On 17 July 1550, he was appointed during the papacy of Pope Julius III as Bishop of Mondoñedo.
On 21 October 1558, he was appointed during the papacy of Pope Paul IV as Bishop of Segovia.
He served as Bishop of Segovia until his death on 15 May 1560.

==External links and additional sources==
- Cheney, David M.. "Archdiocese of Cartagena" (for Chronology of Bishops) [[Wikipedia:SPS|^{[self-published]}]]

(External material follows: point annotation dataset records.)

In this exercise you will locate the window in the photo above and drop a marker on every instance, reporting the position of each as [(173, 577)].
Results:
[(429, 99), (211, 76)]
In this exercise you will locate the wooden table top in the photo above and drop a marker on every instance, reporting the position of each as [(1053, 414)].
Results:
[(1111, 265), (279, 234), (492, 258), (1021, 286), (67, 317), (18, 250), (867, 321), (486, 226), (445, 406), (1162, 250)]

- Chow, Gabriel. "Metropolitan Archdiocese of Cartagena" (for Chronology of Bishops) [[Wikipedia:SPS|^{[self-published]}]]
- Cheney, David M.. "Diocese of Mondoñedo–Ferrol" (for Chronology of Bishops) [[Wikipedia:SPS|^{[self-published]}]]
- Chow, Gabriel. "Diocese of Mondoñedo–Ferrol (Spain)" (for Chronology of Bishops) [[Wikipedia:SPS|^{[self-published]}]]
- Cheney, David M.. "Diocese of Segovia" (for Chronology of Bishops) [[Wikipedia:SPS|^{[self-published]}]]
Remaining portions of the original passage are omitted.